Russia’s general director of the Rosatom State Corporation, Alexey Likhachev, made the announcement on Channel One, Russian News Agency reported.
"The news is that a decision has been made to create a joint commission for the development of the Northern Sea Route. On the Russian side, this is the activity of Rosatom. On the Chinese side, it will be headed by the minister of transport of the People’s Republic of China," Likhachev said.
The Northern Sea Route is a shipping route in the Russian Arctic that runs along Russia's northern shores in seas of the Arctic Ocean (the Barents, Kara, Laptev, East Siberian, Chukchi and Bering Seas). It connects the Russian Federation's European and Far Eastern ports as well as the mouths of navigable Siberian rivers into a single transport system.

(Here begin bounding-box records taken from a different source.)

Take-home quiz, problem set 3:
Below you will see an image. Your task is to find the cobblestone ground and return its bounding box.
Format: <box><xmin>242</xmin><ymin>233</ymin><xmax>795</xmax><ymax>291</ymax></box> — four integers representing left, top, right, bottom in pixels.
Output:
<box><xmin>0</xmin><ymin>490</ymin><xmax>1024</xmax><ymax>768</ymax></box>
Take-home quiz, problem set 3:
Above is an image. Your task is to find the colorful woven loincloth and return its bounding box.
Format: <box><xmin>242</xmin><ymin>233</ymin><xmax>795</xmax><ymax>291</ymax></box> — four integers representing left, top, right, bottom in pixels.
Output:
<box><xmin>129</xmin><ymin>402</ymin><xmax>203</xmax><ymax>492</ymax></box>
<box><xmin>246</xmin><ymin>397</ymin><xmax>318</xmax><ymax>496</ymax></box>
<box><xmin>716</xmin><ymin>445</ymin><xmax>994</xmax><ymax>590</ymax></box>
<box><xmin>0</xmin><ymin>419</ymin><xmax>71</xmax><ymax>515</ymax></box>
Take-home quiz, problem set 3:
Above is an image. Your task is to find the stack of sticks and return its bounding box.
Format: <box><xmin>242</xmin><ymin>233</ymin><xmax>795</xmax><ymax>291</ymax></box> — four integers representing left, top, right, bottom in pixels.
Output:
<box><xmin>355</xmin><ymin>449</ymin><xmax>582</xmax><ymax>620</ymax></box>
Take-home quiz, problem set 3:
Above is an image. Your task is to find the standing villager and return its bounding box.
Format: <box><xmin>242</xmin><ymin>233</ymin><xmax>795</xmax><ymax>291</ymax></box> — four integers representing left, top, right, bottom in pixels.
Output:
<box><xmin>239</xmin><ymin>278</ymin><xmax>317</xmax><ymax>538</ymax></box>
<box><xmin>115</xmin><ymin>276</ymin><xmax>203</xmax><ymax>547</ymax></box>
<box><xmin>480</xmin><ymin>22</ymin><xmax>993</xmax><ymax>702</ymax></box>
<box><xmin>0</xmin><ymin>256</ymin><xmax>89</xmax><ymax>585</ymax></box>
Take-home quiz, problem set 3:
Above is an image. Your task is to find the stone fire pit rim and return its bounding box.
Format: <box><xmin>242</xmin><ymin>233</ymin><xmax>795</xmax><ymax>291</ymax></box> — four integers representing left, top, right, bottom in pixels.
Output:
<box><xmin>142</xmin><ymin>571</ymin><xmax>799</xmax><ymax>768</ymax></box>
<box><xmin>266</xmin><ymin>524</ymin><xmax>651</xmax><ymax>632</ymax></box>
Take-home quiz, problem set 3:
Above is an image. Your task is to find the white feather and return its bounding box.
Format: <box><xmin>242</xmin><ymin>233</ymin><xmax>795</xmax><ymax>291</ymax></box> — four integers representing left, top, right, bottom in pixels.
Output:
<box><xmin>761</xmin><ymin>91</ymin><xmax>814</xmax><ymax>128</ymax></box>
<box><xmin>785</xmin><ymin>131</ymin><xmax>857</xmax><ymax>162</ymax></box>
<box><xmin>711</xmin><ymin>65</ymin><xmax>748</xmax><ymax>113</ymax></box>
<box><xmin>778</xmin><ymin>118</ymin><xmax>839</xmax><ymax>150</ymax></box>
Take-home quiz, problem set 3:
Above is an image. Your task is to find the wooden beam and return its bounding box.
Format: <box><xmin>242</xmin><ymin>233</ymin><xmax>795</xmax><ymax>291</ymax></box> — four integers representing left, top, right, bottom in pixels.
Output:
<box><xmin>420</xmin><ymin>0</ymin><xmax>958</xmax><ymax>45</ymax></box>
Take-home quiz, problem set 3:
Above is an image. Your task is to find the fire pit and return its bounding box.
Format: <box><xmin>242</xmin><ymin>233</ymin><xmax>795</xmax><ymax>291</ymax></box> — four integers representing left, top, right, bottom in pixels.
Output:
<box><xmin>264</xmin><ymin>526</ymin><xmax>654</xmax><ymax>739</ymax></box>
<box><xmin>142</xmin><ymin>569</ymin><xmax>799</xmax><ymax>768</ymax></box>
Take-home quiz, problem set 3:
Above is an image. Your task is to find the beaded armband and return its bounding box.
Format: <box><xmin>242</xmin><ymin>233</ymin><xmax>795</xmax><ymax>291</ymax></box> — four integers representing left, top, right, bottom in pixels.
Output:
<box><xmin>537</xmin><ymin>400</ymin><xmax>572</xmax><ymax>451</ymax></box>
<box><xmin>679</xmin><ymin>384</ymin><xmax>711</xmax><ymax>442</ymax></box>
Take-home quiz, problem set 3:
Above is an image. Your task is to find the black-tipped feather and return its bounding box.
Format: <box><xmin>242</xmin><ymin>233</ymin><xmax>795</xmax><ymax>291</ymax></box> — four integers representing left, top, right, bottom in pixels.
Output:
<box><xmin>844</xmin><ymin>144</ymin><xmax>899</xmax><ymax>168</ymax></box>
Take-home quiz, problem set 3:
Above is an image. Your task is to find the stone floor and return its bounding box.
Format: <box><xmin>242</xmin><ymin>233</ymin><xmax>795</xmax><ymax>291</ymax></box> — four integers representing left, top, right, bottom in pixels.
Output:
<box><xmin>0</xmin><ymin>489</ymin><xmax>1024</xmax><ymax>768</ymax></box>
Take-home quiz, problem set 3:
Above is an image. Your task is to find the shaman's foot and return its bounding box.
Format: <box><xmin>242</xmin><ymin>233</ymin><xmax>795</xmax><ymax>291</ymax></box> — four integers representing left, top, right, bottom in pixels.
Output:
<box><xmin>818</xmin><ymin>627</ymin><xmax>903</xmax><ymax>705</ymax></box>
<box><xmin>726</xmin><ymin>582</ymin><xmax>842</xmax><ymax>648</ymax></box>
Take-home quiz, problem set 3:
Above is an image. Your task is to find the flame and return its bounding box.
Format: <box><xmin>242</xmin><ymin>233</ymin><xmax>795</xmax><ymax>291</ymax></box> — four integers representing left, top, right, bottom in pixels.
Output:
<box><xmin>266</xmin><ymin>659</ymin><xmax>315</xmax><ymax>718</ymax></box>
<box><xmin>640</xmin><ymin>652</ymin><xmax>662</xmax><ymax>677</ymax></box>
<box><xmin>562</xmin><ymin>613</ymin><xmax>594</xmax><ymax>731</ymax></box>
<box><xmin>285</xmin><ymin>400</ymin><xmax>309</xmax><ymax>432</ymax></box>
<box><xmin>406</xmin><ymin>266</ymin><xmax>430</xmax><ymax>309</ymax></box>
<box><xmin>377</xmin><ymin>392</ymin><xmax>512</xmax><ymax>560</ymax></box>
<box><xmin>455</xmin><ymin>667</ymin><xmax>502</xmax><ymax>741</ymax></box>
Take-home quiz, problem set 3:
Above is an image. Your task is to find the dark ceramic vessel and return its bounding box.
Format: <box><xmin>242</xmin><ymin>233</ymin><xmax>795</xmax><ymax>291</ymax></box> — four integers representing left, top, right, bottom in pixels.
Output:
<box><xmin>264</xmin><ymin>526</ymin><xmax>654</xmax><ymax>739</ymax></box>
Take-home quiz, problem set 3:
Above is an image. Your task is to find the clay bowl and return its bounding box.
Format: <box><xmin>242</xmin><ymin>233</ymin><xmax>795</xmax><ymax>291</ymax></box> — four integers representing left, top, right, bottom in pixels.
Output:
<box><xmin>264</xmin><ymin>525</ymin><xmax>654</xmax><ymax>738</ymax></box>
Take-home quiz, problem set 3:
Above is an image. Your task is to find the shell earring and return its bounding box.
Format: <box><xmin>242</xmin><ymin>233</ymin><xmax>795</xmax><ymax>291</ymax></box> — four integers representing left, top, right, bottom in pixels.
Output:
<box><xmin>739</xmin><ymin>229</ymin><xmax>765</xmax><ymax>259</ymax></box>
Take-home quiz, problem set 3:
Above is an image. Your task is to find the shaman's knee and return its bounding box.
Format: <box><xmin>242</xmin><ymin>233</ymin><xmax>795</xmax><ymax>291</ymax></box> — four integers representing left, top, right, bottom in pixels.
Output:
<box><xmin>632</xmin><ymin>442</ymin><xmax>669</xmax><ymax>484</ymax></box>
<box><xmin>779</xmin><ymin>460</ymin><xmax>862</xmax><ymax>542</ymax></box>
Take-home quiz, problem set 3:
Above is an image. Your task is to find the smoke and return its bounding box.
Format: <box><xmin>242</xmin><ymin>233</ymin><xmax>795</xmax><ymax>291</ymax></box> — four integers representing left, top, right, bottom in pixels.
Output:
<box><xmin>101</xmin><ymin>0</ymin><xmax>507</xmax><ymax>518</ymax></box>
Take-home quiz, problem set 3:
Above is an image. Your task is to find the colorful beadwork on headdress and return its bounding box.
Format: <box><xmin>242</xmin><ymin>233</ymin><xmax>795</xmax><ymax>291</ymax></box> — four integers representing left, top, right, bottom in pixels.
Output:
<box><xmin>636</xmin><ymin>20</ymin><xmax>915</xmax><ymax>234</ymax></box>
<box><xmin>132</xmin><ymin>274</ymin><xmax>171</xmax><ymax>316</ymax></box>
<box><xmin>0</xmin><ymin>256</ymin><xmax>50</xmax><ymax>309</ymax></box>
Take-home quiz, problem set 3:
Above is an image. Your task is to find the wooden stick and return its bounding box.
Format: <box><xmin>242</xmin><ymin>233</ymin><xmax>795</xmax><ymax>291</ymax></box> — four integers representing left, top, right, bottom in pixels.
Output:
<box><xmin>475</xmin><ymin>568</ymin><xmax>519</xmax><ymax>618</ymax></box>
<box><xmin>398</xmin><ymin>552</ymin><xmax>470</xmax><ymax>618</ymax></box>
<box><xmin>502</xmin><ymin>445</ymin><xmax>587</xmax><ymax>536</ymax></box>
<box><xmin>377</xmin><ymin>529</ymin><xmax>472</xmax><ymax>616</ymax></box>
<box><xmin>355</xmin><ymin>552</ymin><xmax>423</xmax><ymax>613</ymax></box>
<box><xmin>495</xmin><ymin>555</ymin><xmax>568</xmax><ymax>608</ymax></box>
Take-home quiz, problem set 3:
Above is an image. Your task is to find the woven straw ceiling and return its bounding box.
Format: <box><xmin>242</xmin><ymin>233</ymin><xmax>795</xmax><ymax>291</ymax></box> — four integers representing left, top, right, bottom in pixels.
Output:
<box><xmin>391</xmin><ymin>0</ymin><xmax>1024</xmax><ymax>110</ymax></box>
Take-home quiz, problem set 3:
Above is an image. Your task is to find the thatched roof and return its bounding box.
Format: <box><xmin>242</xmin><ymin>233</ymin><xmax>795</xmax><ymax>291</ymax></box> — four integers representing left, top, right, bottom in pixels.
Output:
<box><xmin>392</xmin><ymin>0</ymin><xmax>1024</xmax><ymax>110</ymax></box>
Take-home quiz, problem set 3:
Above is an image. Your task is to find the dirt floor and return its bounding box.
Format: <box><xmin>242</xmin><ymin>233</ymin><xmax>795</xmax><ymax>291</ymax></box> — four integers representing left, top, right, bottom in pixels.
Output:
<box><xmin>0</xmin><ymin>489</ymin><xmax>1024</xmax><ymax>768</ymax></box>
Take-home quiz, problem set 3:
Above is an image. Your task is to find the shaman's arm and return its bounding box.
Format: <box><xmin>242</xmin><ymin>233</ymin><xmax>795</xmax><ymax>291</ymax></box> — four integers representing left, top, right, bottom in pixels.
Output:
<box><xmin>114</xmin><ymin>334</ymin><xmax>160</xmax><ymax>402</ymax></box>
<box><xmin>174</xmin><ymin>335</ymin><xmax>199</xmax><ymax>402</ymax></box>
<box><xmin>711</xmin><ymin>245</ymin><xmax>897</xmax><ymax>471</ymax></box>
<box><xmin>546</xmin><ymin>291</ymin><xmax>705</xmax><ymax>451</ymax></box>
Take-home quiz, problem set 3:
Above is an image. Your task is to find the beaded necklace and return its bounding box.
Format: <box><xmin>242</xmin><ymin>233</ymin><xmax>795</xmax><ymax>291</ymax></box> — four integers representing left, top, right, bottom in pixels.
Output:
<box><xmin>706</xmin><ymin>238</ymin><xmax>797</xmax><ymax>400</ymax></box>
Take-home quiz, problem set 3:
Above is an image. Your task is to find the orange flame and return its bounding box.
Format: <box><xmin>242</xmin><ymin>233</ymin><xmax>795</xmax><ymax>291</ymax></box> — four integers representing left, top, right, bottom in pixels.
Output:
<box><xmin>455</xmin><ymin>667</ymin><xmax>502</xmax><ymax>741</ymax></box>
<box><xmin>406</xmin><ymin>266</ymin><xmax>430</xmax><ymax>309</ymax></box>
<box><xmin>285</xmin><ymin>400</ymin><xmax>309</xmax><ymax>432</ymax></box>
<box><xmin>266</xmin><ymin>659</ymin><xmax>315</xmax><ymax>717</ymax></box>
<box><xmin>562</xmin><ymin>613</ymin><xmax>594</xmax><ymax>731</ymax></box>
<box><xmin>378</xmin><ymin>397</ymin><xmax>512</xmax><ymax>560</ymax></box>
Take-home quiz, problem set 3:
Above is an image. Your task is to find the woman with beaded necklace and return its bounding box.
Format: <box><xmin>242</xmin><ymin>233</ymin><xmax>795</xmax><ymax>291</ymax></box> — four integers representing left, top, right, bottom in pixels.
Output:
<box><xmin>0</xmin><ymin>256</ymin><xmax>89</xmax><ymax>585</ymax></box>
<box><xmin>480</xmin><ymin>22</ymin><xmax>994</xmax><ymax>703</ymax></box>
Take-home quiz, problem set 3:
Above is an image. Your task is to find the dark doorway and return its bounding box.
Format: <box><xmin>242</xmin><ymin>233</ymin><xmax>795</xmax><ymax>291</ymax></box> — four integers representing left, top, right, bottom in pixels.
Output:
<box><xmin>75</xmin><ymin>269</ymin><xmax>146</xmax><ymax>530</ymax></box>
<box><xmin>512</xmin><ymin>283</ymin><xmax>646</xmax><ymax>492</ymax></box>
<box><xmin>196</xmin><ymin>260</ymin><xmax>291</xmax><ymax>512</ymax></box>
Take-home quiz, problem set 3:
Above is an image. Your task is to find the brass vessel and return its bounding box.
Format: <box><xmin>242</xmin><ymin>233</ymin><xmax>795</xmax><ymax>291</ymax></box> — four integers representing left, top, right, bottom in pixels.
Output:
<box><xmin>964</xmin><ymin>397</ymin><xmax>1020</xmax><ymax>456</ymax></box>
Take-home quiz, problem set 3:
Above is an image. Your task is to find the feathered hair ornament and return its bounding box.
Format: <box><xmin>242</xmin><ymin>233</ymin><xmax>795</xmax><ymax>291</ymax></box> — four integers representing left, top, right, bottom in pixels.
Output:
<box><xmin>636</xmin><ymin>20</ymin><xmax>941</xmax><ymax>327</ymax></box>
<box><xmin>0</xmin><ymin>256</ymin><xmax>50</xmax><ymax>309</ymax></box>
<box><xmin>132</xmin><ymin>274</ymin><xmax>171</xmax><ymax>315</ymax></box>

Likhachev said the area of responsibility of the future commission included not only Chinese transit along the NSR.
"Our task is to create in the shortest possible time a joint programme for expanding Chinese transit along the Northern Sea Route, as well as for a number of other projects in the interests of using this global artery, which, of course, has enormous development potential," he said.
NSR's length from the Kara Gate Strait to Providence Bay is 5 600 kilometres. More than 50 ports are on the route. NSR is almost twice shorter than other sea routes from Europe to the Far East.
In 1991, the Northern Sea Route was opened to international shipping. In 2013, a federal law fixed the NSR borders. In 2018, the Rosatom State Corporation received the authority to develop the Northern Sea Route.